We are here at the main truth of God. God wills life. God has power for life. God will work life among us. All our political, moral, theological tinkering around the edges does no touch the main truth of God that God gives new life which shatters all our ways of control. We are here at the main truth of our own life. The God of life wills life for us.

Now this is a hard word to us, insofar as we are children of the Sadducees. For those of us who traffic in the church with our little truths, for those of us who ... imagine we will be saved by our knowing [or] ... our reason, this is a hard word, because it announces that the management of our life is beyond us and we can feel undone.

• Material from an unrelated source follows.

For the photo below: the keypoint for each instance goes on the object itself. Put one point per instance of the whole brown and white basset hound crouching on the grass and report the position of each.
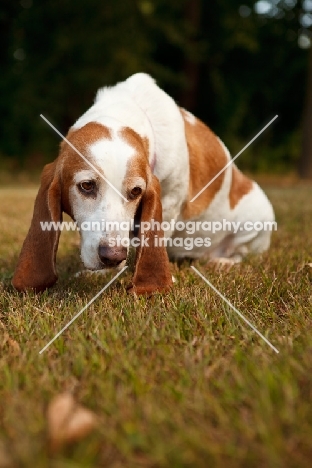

But the hard word is a good word...What we sense to be a deep shattering can also be a beginning again. The power of God for life, the power of resurrection is the breaking of the vicious cycles of death...Al around us the power of the resurrection is breaking out against oppression, and the old weary categories of bondage, intolerance, and brutality are now called into question. The news is that God's power for life will not be overridden or resisted or defeated. Close to home, the cold despair of our deathliness will be overcome. God will have God's say.

I apologize to Dr. Brueggemann for the copyright law I have just broken, but this story and his words about it speak deeply into my own soul at this time in my life, as well as, I believe, the soul of the church. I would write more about why I think that is, but I am tired, so it will have to suffice for those who have ears to hear.

[The sermon of Brueggemann's is from the collection of is sermons entitled The Threat of Life published by Augsburg Fortress].